Friday, March 8, 2024

Autonomous Recovery Service Checklist

 Utilizing the Autonomous Recovery Service (ARS) for your Oracle Databases in OCI is the best method for backing up your Oracle databases.  In this post I will go through the steps required to successfully implement this service.  To learn more about this service you can find the documentation here.


1. Ensure your tenancy's resource limits are adequate

Before implementing the ARS, you first must see what the resource settings are in your tenancy. You want to make sure that the "Space Used for Recovery Window (GB)" and "Protected Database Count" allow for the number of databases, and backup size of the databases you want to utilize the service for.

Below is what you would see for the ARS. This is a screen shot from my free tenancy.  In your tenancy you should see what the current limits are.  When looking at the root compartment, this will show you the Limits and usage for the whole tenancy.


If you need to increase the limits for your tenancy click on the 3 dots to the right of the limit you want to increase. It will bring up a choice to "Open Support Request".  After choosing "Open Support Request" you will see a window that allows you to request a limit increase for your tenancy.

NOTE: There is a second choice when clicking on the 3 dots to "Create Quota Policy Stub". Using the stub displayed you can limit the quota of specific compartments.  This can be used to limit the usage for your "dev" compartment for example, ensuring there is space within your limits for production


2. Verify the policies for the tenancy

A) Set root compartment policies for service



Tenancy Polices for ARS
Policy Statement Purpose

Allow service database to manage recovery-service-family in tenancy

Enables the OCI Database Service to access protected databases, protection policies, and Recovery Service subnets within your tenancy.

Allow service database to manage tagnamespace in tenancy

Enables the OCI Database Service to access the tag namespace in a tenancy.

Allow service rcs to manage recovery-service-family in tenancy

Enables Recovery Service to access and manage protected databases, Recovery Service subnets, and protection policies within your tenancy.

Allow service rcs to manage virtual-network-family in tenancy

Enables Recovery Service to access and manage the private subnet in each database VCN within your tenancy.
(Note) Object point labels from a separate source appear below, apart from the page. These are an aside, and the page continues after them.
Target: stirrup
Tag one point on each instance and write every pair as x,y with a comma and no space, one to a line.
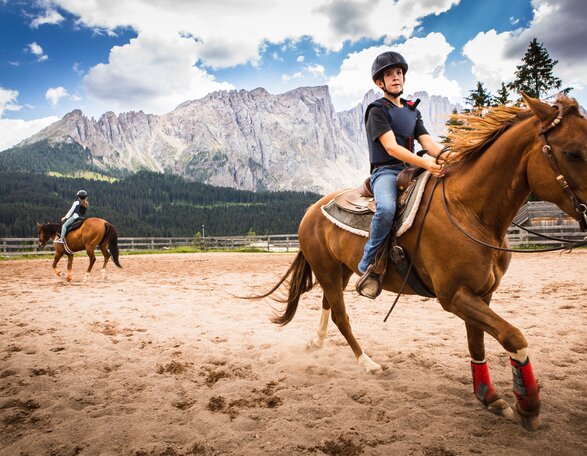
367,277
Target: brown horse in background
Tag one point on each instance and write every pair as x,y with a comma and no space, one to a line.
93,232
498,160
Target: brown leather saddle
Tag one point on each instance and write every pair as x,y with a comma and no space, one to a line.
360,200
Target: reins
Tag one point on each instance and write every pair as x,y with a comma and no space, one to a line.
579,207
570,245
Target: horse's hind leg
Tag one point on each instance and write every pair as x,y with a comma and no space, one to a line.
318,341
483,388
69,268
92,257
56,259
332,282
106,255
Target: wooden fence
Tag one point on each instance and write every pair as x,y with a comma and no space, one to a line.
272,243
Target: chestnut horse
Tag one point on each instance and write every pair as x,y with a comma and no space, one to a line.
94,231
496,162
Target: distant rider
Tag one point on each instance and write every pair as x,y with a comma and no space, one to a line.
77,210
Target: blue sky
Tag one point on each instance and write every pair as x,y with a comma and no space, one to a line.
151,55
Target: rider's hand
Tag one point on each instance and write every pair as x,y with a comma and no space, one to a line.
437,170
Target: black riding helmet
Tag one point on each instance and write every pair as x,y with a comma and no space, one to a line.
387,60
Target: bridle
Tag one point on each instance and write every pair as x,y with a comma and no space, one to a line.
581,208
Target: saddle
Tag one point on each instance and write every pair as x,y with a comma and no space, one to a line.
75,225
353,209
360,200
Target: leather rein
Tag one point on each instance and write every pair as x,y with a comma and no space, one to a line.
581,208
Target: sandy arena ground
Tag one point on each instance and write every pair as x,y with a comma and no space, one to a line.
163,359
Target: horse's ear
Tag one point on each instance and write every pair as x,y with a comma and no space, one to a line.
543,111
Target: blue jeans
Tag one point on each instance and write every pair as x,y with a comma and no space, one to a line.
66,225
384,186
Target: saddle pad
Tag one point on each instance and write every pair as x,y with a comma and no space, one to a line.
360,223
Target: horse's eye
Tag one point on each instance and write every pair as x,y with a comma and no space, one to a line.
573,155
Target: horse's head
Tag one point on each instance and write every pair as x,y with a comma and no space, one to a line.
558,170
47,231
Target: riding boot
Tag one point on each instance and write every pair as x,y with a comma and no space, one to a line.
369,285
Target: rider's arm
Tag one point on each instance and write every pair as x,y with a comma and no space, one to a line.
401,153
71,210
431,146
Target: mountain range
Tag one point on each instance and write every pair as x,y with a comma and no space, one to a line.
250,140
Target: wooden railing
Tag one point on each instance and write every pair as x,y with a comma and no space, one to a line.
272,243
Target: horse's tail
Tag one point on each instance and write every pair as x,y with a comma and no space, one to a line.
300,281
111,235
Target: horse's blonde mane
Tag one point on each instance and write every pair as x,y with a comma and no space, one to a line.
477,132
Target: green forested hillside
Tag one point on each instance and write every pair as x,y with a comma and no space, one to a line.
147,204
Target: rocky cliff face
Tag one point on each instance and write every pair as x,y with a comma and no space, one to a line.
243,139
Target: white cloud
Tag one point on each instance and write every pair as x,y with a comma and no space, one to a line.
315,70
426,59
231,40
560,26
50,17
490,65
290,77
151,74
54,94
8,100
37,50
12,131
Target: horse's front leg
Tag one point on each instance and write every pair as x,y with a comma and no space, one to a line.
92,257
474,311
56,258
483,388
106,255
69,268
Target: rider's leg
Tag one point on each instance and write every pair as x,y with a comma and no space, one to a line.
384,185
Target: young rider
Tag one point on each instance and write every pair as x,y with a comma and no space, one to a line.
392,123
77,210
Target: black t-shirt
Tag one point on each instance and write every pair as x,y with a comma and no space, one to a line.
378,123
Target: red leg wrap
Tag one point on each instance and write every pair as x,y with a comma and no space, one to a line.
525,386
482,386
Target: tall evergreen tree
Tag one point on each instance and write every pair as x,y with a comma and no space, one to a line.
502,97
478,97
535,75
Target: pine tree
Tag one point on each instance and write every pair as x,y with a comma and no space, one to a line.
534,76
478,97
502,97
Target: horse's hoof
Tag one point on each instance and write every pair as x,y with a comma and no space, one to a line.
315,344
501,408
370,366
530,422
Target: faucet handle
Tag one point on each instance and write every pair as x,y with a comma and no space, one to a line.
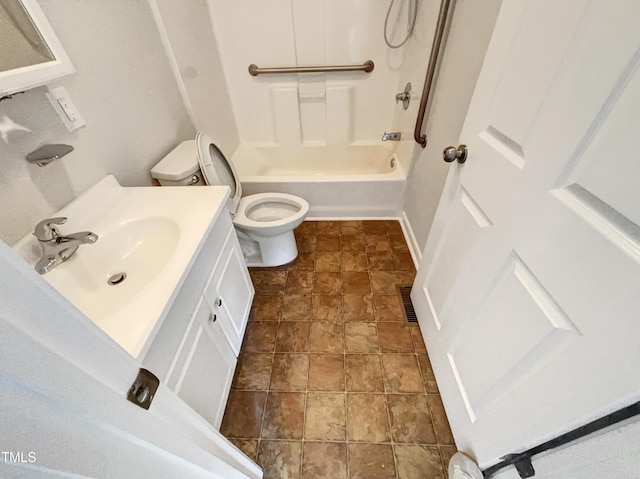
45,231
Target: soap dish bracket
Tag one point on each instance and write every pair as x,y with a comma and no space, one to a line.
48,153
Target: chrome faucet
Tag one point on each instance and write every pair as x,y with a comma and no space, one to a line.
393,136
57,248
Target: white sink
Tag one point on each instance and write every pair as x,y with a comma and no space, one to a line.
147,239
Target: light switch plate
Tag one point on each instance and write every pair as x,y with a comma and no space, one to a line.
66,109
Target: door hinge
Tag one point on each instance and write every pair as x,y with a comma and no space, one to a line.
143,389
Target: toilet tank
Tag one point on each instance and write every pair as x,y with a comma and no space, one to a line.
179,167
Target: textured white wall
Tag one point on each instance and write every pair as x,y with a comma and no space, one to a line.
194,50
312,108
468,38
125,90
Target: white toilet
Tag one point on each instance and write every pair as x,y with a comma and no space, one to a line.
264,222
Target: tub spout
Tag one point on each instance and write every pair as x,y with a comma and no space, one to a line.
393,136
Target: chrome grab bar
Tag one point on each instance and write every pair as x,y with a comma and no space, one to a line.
438,36
255,70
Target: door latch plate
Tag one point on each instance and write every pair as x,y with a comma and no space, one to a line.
143,389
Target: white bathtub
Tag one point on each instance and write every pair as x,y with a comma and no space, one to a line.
338,182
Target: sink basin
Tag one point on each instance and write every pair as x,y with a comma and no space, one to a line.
148,238
104,277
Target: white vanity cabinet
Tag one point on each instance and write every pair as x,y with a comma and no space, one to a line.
195,350
229,292
206,367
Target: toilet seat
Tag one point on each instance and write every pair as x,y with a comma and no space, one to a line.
288,218
218,170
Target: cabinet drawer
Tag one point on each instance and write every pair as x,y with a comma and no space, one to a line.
229,292
167,341
204,370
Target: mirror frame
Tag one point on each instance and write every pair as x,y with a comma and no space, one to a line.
24,78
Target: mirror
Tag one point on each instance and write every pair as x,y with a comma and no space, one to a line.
30,53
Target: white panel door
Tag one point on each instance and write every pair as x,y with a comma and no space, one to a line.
63,407
528,294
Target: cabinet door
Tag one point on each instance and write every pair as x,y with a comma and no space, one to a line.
205,378
230,292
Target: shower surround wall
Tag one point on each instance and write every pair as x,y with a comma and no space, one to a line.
307,109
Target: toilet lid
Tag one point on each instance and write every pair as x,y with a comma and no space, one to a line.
462,467
217,170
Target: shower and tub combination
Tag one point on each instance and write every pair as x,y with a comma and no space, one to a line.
313,90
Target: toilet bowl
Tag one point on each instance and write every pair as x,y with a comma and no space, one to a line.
264,222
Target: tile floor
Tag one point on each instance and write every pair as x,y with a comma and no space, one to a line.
331,381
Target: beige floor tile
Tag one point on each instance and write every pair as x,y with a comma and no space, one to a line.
326,337
327,307
357,307
383,282
401,373
374,227
355,261
260,336
296,307
266,308
290,372
307,244
293,336
306,228
387,307
327,283
395,337
371,461
325,417
361,337
328,261
253,371
377,242
367,418
304,262
355,282
410,419
283,416
280,459
328,227
352,243
269,282
351,227
324,460
243,415
364,373
328,243
326,372
380,261
299,283
418,462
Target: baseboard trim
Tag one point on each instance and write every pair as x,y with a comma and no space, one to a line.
412,242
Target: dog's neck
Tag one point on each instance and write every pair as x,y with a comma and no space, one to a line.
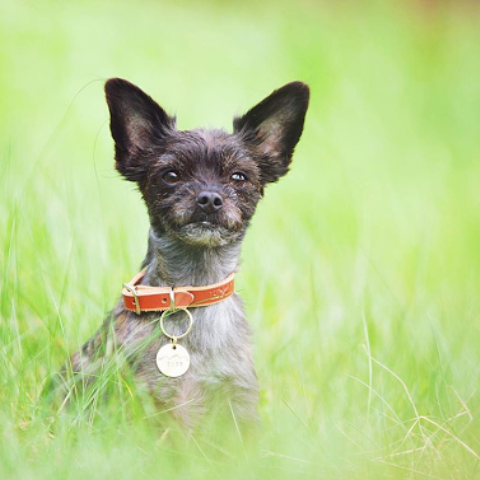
171,262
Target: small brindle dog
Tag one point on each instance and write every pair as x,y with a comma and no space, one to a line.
201,188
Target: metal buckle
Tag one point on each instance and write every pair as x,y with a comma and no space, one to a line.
131,289
172,299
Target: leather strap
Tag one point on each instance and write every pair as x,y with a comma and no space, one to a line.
143,298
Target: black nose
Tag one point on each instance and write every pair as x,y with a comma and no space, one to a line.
209,202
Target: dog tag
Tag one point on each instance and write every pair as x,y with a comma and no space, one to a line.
173,360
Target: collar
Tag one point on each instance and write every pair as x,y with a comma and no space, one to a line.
143,298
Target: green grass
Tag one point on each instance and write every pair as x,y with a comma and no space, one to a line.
360,273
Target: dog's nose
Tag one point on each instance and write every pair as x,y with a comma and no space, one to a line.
209,202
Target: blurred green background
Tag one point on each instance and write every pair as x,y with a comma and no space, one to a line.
360,273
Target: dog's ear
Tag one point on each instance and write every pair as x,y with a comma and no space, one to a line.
273,128
137,123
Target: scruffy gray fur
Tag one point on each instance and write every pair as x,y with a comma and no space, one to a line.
201,188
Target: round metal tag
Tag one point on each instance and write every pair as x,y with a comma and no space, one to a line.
173,360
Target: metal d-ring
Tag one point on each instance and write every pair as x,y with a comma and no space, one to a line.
176,337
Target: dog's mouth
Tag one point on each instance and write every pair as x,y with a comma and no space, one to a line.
207,233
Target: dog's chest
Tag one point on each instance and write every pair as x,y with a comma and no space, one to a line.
218,346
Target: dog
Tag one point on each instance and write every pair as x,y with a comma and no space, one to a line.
201,188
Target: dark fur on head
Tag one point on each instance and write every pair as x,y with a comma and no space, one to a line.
201,188
148,146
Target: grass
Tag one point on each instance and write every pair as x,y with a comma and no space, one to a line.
361,270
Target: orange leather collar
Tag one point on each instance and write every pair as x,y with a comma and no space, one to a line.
143,298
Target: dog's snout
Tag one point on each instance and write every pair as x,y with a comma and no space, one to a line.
209,202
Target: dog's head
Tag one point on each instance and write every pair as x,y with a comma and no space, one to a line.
202,186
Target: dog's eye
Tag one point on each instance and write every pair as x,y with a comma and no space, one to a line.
170,177
238,179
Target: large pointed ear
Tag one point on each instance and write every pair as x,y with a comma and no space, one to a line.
138,124
273,127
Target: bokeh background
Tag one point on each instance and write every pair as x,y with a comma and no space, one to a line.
360,273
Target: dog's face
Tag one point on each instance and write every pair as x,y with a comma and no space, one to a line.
202,186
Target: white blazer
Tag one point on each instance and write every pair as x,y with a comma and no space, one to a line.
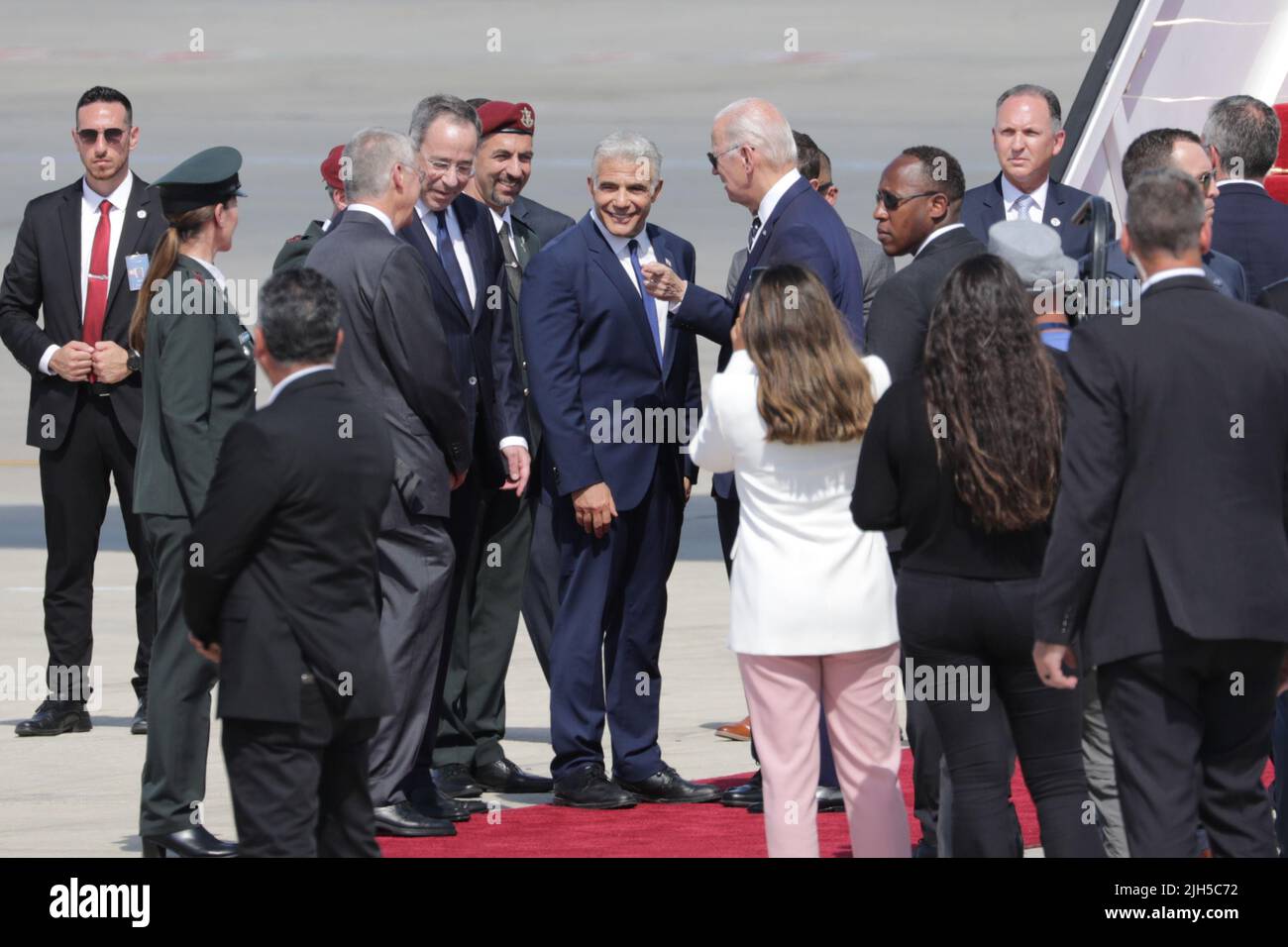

The private subnet defines the network path for backups between a database and Recovery Service.

Allow group admin to manage recovery-service-family in tenancy

Enables users in a specified group to access all Recovery Service resources. Users belonging to the specified group can manage protected databases, protection policies, and Recovery Service subnets.


B) Allow users (in group) to manage the Recovery Service


Group Policy Statement by Compartment
Policy Statement Create In Purpose

Allow group {group name} to manage recovery-service-policy in compartment {location}

Compartment that owns the protection policies. Enables all users in a specified group to create, update, and delete protection policies in Recovery Service.


C) Allow users (in group) to manage the required subnet for the Recovery Service


Group Policy Statement by Compartment
Policy StatementCreate InPurpose

Allow Group {group name} to manage recovery-service-subnet in compartment {location}

Compartment that owns the Recovery Service subnets.Enables all users in a specified group to create, update, and delete Recovery Service subnets.


3. Configure Network Resources for Recovery Service

The Recovery Service uses Private endpoints to control backup traffic between your database and the recovery service.  Below is the architecture.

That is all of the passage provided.